Elena stupste sie. »Komm, wir müssen uns beeilen!«
Sie hasteten Richtung Parkplatz. Bis sie eingestiegen waren, hatte sich die ganze Gesellschaft verflüchtigt wie eine Luftspiegelung im flirrenden Wüstensand.
»Hey, die sind uns einfach davongefahren. Wie kommen wir nun da hoch? Wohl einfach der Nase nach.« Lachend steuerte Elena auf die Burganlage zu, die vor ihnen aufragte, und parkte bald darauf unterhalb der Festungsmauern. Mit den Geschenken auf dem Arm, stelzten sie die steile Gasse zur Pforte hoch.
»Wussten Remo und Marie-Jo überhaupt, dass wir zum Umtrunk eingeladen sind?«, brummte Elena.
Der Himmel schien sie auszulachen, denn er heizte ihnen gehörig ein. Marina zog ihr Bolerojäckchen aus und legte es sich über den Arm.
»Jetzt wünschte ich mir bequemere Schuhe. Dass die nicht mal auf uns gewartet haben! Das ist ja die reinste Stresshochzeit«, keuchte sie.
Unterwegs strebten weitere Spaziergänger zur Burg.
»Sind das auch Hochzeitsgäste?«, japste Elena.
»Keine Ahnung, ich kenne sie nicht!«
Im Eingang zum Hof sahen sie sich suchend um. Weiße Leinentücher bedeckten ellenlange Tischreihen zwischen grob gezimmerten Tannenholzbänken.
Frauen in der Tracht der Bediensteten von anno dazumal bewirteten die anwesende Gesellschaft.
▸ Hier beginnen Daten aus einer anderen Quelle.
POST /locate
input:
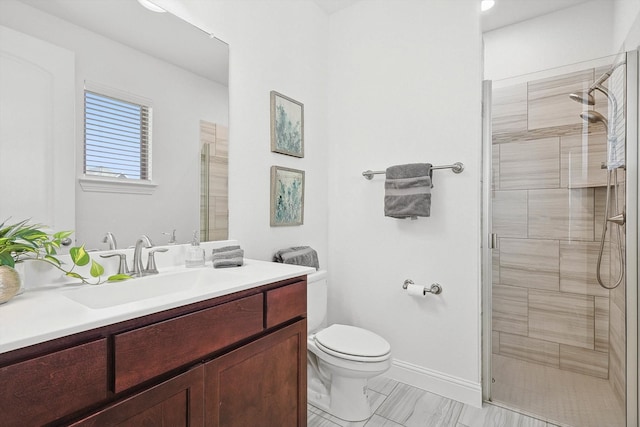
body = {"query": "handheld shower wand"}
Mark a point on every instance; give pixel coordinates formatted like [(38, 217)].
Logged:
[(592, 117)]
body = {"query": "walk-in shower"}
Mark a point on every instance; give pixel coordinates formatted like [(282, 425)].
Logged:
[(617, 218), (557, 191)]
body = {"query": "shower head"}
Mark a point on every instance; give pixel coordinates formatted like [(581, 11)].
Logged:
[(583, 97), (586, 97), (594, 117)]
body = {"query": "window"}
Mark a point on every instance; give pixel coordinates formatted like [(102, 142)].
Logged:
[(117, 137)]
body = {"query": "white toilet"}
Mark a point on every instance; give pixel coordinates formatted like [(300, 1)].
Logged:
[(340, 358)]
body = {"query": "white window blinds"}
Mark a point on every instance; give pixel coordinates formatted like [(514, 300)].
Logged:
[(117, 137)]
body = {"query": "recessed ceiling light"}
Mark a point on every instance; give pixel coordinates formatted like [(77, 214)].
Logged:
[(152, 7), (486, 5)]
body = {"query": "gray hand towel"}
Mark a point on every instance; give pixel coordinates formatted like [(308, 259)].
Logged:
[(230, 256), (298, 255), (408, 191)]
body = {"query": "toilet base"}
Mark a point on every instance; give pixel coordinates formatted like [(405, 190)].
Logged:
[(348, 400)]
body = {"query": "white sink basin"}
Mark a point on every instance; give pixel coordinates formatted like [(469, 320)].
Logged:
[(159, 285)]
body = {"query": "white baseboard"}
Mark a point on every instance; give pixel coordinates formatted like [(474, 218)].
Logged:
[(445, 385)]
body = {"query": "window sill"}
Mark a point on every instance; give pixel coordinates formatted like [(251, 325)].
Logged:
[(116, 185)]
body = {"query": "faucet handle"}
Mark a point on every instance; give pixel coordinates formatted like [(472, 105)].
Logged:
[(122, 266), (151, 261), (172, 237)]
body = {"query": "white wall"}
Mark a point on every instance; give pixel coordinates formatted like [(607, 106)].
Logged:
[(405, 87), (572, 35), (274, 45), (625, 14)]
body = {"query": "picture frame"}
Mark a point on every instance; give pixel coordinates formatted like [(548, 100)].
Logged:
[(287, 125), (287, 196)]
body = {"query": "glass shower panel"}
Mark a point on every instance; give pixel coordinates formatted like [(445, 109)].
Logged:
[(558, 331)]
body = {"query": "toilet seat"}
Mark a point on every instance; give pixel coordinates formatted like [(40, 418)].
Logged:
[(352, 343)]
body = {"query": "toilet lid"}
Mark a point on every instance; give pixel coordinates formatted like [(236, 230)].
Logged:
[(353, 341)]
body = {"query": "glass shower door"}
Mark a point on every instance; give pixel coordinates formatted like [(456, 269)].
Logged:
[(558, 301)]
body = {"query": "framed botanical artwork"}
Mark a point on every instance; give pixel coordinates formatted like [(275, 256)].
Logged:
[(287, 125), (287, 196)]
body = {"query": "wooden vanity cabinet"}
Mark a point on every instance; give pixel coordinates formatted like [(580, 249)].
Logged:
[(177, 402), (263, 383), (236, 360)]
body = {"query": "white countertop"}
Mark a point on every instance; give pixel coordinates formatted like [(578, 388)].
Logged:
[(58, 310)]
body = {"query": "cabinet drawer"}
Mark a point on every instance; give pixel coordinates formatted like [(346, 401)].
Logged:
[(286, 303), (43, 389), (144, 353)]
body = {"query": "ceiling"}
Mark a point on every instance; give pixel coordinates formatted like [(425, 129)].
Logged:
[(505, 12), (159, 34)]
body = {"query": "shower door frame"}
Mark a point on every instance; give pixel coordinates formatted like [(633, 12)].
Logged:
[(632, 200)]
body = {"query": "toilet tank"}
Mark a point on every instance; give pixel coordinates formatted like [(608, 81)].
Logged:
[(316, 300)]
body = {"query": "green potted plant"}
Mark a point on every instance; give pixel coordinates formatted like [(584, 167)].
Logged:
[(23, 241)]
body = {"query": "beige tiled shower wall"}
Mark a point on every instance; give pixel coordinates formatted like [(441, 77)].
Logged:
[(214, 210), (548, 204)]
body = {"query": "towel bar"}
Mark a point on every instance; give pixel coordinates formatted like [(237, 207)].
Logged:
[(457, 167), (434, 289)]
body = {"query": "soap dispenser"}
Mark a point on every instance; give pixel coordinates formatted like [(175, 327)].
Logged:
[(195, 254)]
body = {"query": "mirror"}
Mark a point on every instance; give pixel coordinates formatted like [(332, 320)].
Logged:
[(121, 47)]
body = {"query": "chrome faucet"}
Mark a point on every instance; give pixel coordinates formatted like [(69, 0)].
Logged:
[(137, 255), (111, 240)]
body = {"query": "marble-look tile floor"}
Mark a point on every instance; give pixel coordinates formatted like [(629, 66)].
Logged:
[(400, 405)]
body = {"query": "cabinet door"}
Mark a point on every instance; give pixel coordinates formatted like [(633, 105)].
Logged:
[(261, 384), (43, 389), (177, 402)]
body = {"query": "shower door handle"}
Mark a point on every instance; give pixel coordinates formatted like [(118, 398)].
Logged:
[(493, 241)]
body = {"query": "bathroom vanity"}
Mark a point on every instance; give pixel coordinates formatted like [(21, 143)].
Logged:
[(215, 358)]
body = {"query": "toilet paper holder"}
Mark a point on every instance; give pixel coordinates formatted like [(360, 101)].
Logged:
[(434, 289)]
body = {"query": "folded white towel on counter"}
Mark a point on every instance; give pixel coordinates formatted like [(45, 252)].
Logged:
[(408, 191)]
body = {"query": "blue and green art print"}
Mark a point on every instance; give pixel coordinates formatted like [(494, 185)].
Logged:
[(287, 125), (287, 196)]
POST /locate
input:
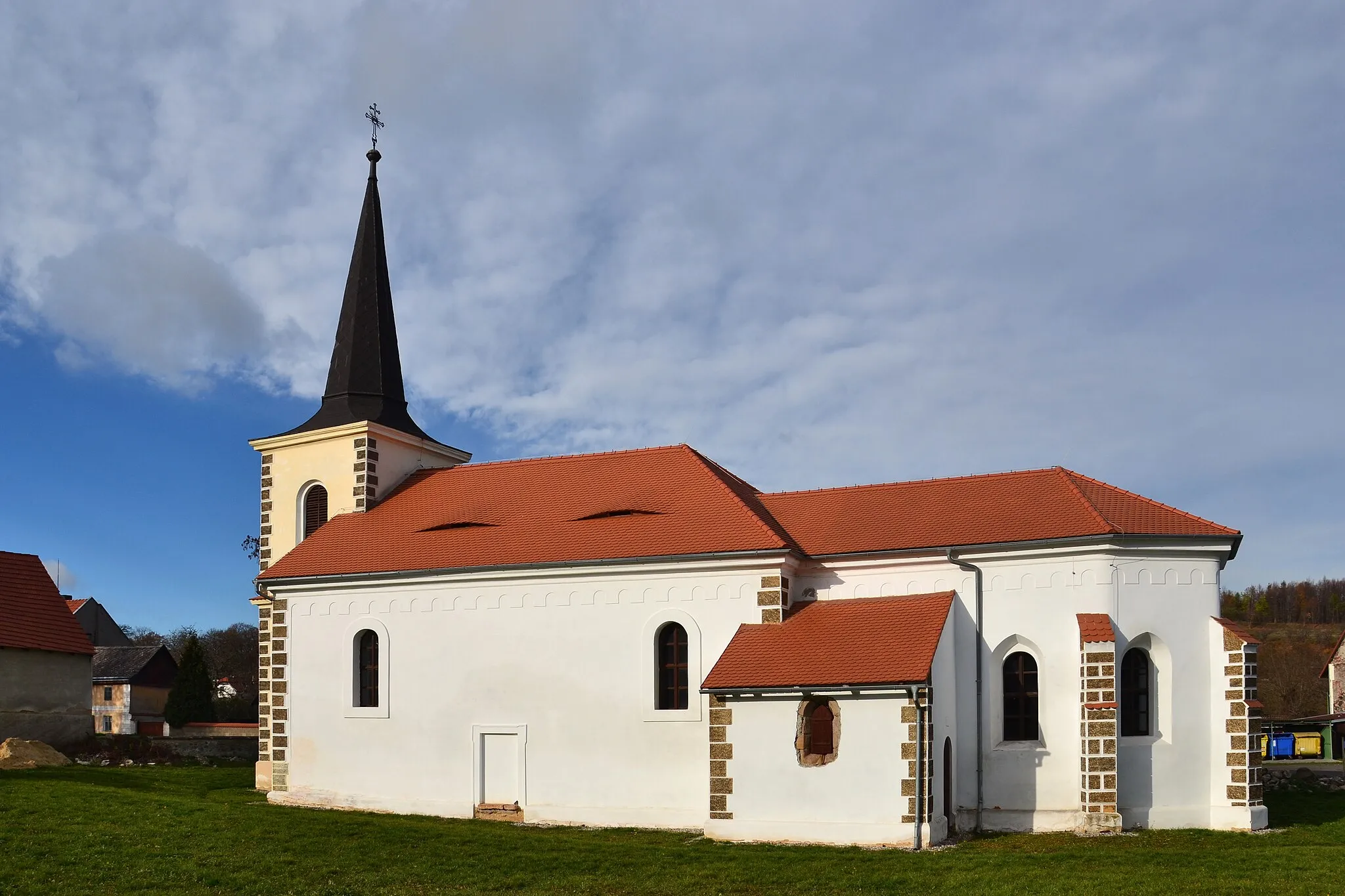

Einige schleppten irdene Krüge und antike Töpfe, andere räumten Blechgeschirr und Zinnbecher fort.
»Originelle Idee. Erkennst du jemanden?« Marina drehte den Kopf in alle Richtungen. »Ich glaube, unsere Familie hat sich schon wieder in Luft aufgelöst!«
Sie wandte sich an die nächste Kellnerin: »Bitte, wo befindet sich die Hochzeitsgesellschaft, die hier einen Umtrunk einnimmt?«
Die Frau musterte sie von oben bis unten, bevor sie den Kopf schüttelte. »Also, wir erwarten heute keine Hochzeitsleute. Das ist eine Klassenzusammenkunft!«
»Sind Sie sicher?« Erschrocken starrte Marina ihre Schwester an. »Was nun? Wo könnten die sein?«
Elena stieß einen zischenden Laut aus. »Jetzt reicht's mir aber!« Sie zerrte das Handy aus der Handtasche und tigerte über die Pflastersteine. »Hey Sophia, wo seid ihr eigentlich?«, knurrte sie gereizt in das schuldlose Gerät.
Marina heftete sich lauschend an ihre Fersen.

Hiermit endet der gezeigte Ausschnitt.